Open letter to Senator Zed Seselja, Assistant Minister for Social Services and Multicultural Affairs.
Dear Mr. Seselja,
It is with a heavy heart that I am moved to write to you again, three years after my initial contact.
Unlike then the Venezuelan humanitarian crisis is now well known around the world. In a country with the highest oil reserves in the world people are dying of starvation, from the lack of basic medicines and supplies or simply shot dead by government-sponsored paramilitary groups. The situation is unsustainable. People on the streets demand early transparent elections and the liberation of political prisoners. After 50 days of protests the death toll sits at 59.
As the son of immigrants I am sure you understand how hard it is to see those left behind go through hard times. My mother is 69. She has a heart condition and can’t find the medicines she needs. Her pension as a retired University professor is not enough to buy food. She gets by with supplies sent by relatives overseas. She showed me photos of people scavenging for food in the uncollected bins outside her block of flats. “It used to be the dogs” – she said. The National Guard threw tear gas directly at her building, blaming residents of sheltering protesters. She hid in the bathroom for hours. A relative was arrested in 2014 for helping students in another wave of unrest that year. She spent 3 months in jail until she was granted the privilege of house arrest to this day.

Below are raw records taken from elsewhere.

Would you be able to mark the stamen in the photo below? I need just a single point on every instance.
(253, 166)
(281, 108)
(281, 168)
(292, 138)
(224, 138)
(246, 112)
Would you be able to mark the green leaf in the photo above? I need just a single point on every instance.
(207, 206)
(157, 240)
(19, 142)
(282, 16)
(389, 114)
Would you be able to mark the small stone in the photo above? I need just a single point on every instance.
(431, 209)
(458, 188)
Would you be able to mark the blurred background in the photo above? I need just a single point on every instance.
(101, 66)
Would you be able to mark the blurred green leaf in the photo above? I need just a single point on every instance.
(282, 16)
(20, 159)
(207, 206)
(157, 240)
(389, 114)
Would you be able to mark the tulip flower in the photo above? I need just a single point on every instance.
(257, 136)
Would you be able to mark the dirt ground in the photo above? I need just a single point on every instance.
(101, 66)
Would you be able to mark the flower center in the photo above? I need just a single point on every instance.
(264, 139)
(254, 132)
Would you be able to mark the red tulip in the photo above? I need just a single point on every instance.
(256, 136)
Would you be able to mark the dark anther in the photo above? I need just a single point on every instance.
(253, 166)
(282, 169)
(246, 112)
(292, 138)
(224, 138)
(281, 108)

The international community is now united in condemning the regime’s actions. We have seen strong, unequivocal statements from the Organisation of American States, the European Parliament, the US Government and other governments around the world.

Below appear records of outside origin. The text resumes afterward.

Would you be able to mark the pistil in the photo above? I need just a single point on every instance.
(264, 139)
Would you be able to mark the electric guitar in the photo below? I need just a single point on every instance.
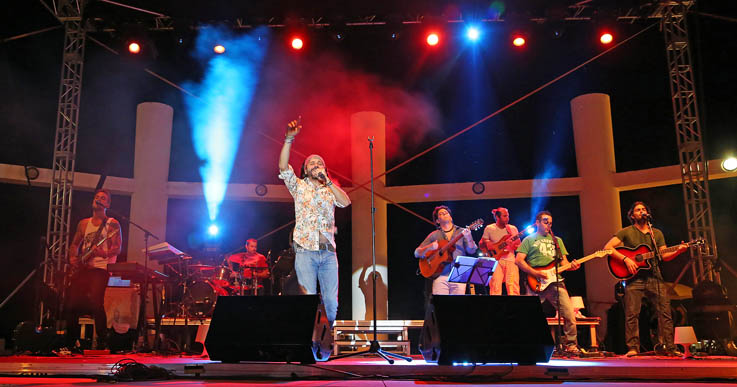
(538, 285)
(85, 258)
(642, 255)
(434, 261)
(498, 248)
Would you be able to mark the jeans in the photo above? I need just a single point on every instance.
(507, 272)
(86, 295)
(322, 265)
(655, 290)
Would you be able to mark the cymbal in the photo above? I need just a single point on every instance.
(201, 267)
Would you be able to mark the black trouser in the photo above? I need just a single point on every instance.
(655, 290)
(86, 296)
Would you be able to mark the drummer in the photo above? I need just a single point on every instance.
(252, 263)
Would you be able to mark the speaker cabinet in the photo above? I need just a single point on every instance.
(485, 329)
(269, 328)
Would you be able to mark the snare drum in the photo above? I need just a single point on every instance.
(222, 276)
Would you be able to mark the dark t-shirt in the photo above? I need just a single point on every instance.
(632, 237)
(461, 247)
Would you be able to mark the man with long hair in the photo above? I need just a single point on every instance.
(647, 283)
(315, 198)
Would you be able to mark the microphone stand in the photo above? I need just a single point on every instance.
(375, 347)
(142, 342)
(558, 259)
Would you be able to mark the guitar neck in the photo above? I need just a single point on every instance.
(451, 242)
(663, 251)
(580, 261)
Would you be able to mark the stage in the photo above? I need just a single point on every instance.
(79, 369)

In contrast Australia remains silent. I urge you and Foreign Affairs Minister Hon. Julie Bishop MP to listen to the Venezuelan community in this country. We are concerned. We are sad. We are angry. We expect a clear position by your Government against the dictatorship in no ambiguous terms. We expect the Australian Parliament to show solidarity with their Venezuelan counterparts who have been persecuted and arrested in their fight for democracy.

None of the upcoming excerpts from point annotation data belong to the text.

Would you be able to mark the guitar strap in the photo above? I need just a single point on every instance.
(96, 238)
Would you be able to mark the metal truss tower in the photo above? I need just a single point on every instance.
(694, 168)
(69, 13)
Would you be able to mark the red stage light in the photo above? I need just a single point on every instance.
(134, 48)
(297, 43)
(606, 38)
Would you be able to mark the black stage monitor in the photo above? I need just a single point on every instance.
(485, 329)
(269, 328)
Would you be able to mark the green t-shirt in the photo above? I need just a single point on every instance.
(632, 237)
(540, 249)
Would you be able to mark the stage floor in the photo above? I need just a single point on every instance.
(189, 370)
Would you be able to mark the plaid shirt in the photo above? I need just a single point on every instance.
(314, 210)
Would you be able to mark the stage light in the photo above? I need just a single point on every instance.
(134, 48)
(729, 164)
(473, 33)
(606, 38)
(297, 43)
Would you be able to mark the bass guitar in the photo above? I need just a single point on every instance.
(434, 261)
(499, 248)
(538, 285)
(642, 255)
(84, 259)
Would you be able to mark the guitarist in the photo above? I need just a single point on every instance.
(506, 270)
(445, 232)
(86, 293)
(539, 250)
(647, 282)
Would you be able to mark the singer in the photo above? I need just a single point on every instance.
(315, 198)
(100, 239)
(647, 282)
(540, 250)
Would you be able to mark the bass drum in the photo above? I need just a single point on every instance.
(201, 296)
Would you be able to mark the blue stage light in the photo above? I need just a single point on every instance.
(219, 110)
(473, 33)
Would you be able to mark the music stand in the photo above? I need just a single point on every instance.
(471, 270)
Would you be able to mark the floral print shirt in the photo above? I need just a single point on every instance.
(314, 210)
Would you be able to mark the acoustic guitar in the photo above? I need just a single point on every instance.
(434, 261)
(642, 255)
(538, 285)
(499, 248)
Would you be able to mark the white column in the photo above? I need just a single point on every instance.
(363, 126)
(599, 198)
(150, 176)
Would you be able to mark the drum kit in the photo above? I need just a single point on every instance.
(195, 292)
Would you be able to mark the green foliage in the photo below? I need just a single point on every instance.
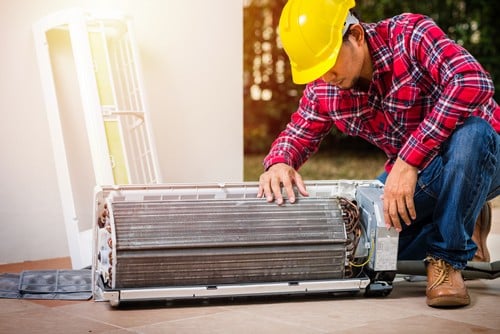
(266, 69)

Mr Seselja, after 15 years in Australia I consider myself a good immigrant. My oldest daughter (10) plays AFL every Sunday. The second one (7) eats vegemite on toast for breakfast. The youngest (4), well she’s too little to even spell Oz. They are all fair dinkum Canberra girls. But my wife and I can’t take our minds off our families and friends in Venezuela.
We are a small group but the Venezuelan community in Australia deserves to be heard.